Published in England in 1843, Charles Dickens’s A Christmas Carol had both an immediate and lasting impact on the Christmas holiday. It is credited with reviving interest in Christmas at a time when its traditions were falling out of fashion. The novella’s lessons of charity, family, and a shared humanity spoke directly to a Victorian society that, in Dickens’s view, oppressed the poor and the working class in the name of industry. The work’s impact has endured far beyond the nineteenth century, and its message has reached audiences far beyond Great Britain. Each holiday season we continue to read, watch, and listen to adaptations of the story of Ebenezer Scrooge, a selfish man whose life is changed after being visited by three ghosts on Christmas Eve. The novella’s main character became the archetype for grumpy and greedy, and the word “Scrooge” has entered our lexicon as a synonym for miser. Ebenezer Scrooge has inspired numerous takeoffs and tributes, including Disney’s cartoon character, Scrooge McDuck; the movie Scrooged, with Bill Murray playing a cynical television executive; and even Dr. Seuss’s Grinch.
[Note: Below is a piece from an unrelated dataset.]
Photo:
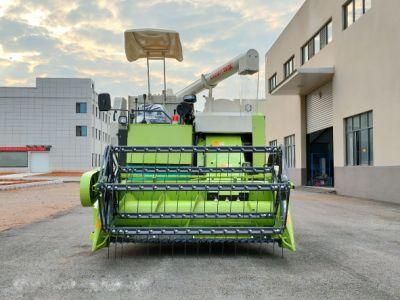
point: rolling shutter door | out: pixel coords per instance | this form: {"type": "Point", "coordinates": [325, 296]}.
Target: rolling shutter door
{"type": "Point", "coordinates": [320, 109]}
Though the novella is set during a Christian holiday, its message is one to which every person, everywhere can relate: Relentless pursuit of wealth comes at a great price. The descent into greed, Dickens shows, is a slippery slope; the more we worship the “golden idol,” the easier it is to forget the genuine value of having money—the ability to improve the quality of life for others and, in doing so, to enrich our own lives in truly meaningful ways. Beyond its exploration of greed, A Christmas Carol emphasizes the impossibility of isolation in a shared world. We walk through life as “fellow passengers to the grave,” as Scrooge’s nephew Fred points out. When fellow passengers are left ignorant and needy, they are not the only ones who suffer; society itself suffers.
Charles Dickens was already a successful novelist at the time he wrote A Christmas Carol. His work often served as societal critique, returning again and again to the plight of the poor and oppressed. It was territory with which Dickens was uncomfortably familiar. Dickens’s father and much of his family lived in a debtor’s prison when Dickens was a boy. Only twelve years old, he was sent to work in a blacking warehouse, a soul-killing experience he never forgot. In Stave One, Scrooge refers to the Poor Law, which allowed debtors to be imprisoned until they were financially solvent. A Christmas Carol is a criticism of this law, which Dickens felt unfairly penalized the already disadvantaged.
It is impossible to read A Christmas Carol without heeding the rich, visual language and the multitude of literary devices Dickens employs throughout (personification, mood, and characterization, to name just a few). In a Dickensian world, onions become flirtatious Spanish friars, Ebenezer Scrooge appears as frosty as the weather, and characters with whimsical names like Fezziwig and Topper dance on and off the pages. Dickens was a very visual writer, often working closely with his illustrators so that they grasped precisely what his characters looked like. He seemed to anticipate that his books would be performed theatrically. Indeed they were, and they continue to be enormously popular with audiences. As an artist and a populist, Dickens would have been thrilled to see how many adaptations of A Christmas Carol have graced our culture and how its messages of charity and family have endured.
By the end of the unit the student will be able to:
1. Explain Scrooge’s path from innocent schoolboy to crotchety miser.
2. Describe the criticisms Dickens makes of his Victorian society and the moral landscape he champions.
3. Identify the literary devices Dickens employs and how they enrich the story.
4. Compare and contrast the three ghosts and the effects they have on Scrooge.
5. Understand the crucial role children and family play in the novella.
6. Identify the major turning points on Scrooge’s path to redemption.